Em nota, o Saeec declara que a tarifa de água em Engenheiro Coelho é reajustada anualmente e, normalmente no período de novembro para vigorar a partir de dezembro com pagamento nas contas que se iniciam o vencimento no dia 10 de janeiro do ano seguinte. Tal reajuste se faz necessário para diminuir o deficit dos custos para tratamento do sistema de água e esgoto e, em conformidade com a Lei Federal de Saneamento 11.445/2007.

“Diversos insumos influenciam no custo do tratamento da água e só no ano de 2018 tivemos 26% de aumento da tarifa de energia elétrica, cuja energia compramos por pacote, 18% de aumento nos insumos químicos que são cotados em dólar que teve uma grande variação para mais, o que somados já totalizam um impacto de 44% e, sem mencionar o fato que a partir de julho de 2017 começamos a ter que pagar pela captação das águas subterrâneas e superficiais para o Departamento de Água e Energia Elétrica – DAEE cujos valores são cobrados através dos consórcios de bacias ou através das agências reguladoras, sem mencionar outros fatores como: o custos das tarifas bancárias para recebimento das próprias contas dos consumidoras através de agências bancárias e seus correspondentes, recursos humanos para atendimento 24 hs na prestação de serviço etc.

Assim, de forma bem objetiva um aumento de 30% representa um aumento ainda abaixo dos custos que temos visando a busca do equilíbrio econômico financeiro determinado pela Lei federal nº 11.445/2007″, alega a autarquia.

Hidrômetro

A Saeec pontua que existem casos em que o hidrômetro se encontra dentro da residência dos moradores, o que não permite a leitura e, nestas situações, o sistema calcula pela média do consumo dos últimos 12 meses.
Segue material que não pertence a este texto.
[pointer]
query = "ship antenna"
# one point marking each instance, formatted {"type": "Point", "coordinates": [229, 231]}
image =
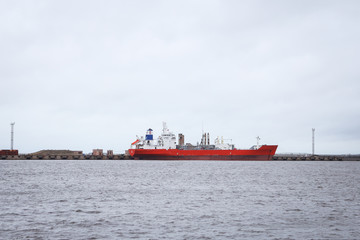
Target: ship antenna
{"type": "Point", "coordinates": [257, 140]}
{"type": "Point", "coordinates": [12, 135]}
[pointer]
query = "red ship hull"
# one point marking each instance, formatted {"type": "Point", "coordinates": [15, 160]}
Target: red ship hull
{"type": "Point", "coordinates": [265, 152]}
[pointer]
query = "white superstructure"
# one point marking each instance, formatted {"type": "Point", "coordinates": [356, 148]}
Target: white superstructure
{"type": "Point", "coordinates": [167, 140]}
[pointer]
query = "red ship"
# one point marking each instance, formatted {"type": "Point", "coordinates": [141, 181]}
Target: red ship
{"type": "Point", "coordinates": [165, 148]}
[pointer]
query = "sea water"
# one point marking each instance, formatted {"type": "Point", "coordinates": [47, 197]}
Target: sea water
{"type": "Point", "coordinates": [49, 199]}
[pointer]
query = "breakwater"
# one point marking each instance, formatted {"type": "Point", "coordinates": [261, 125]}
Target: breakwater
{"type": "Point", "coordinates": [64, 157]}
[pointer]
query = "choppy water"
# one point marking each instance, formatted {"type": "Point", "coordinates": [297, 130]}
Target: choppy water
{"type": "Point", "coordinates": [179, 200]}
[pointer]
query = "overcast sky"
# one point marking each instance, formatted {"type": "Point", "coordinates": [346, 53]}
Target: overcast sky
{"type": "Point", "coordinates": [81, 75]}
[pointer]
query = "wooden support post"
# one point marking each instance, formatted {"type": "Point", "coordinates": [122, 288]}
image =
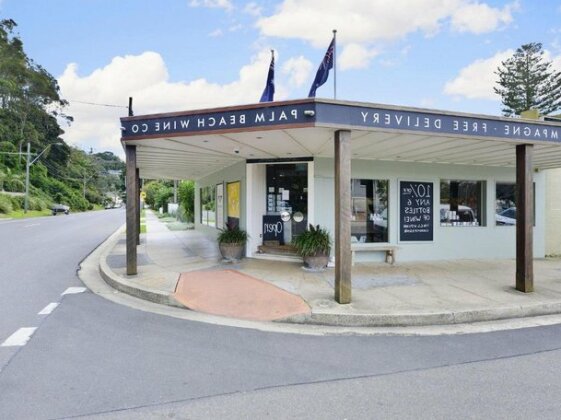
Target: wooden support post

Portanto, não reflete o consumo real do morador, seja para mais ou para menos.

“Quando é para menos aí ele não reclama, mas quando para mais aí reclama. Todavia,  quando o leiturista tem acesso ao equipamento de medição de consumo, então a leitura é feita de maneira correta revelando o verdadeiro consumo de água pelo morador. Sem mencionar os casos de fraude e adulteração de hidrômetros, que quando descobertos pelo Saeec e instalado novo hidrômetro, e aí o novo equipamento acaba por revelar o verdadeiro consumo daquele morador, que não condizem com o comportamento alegado pelo mesmo quando de sua reclamação”, finaliza a nota.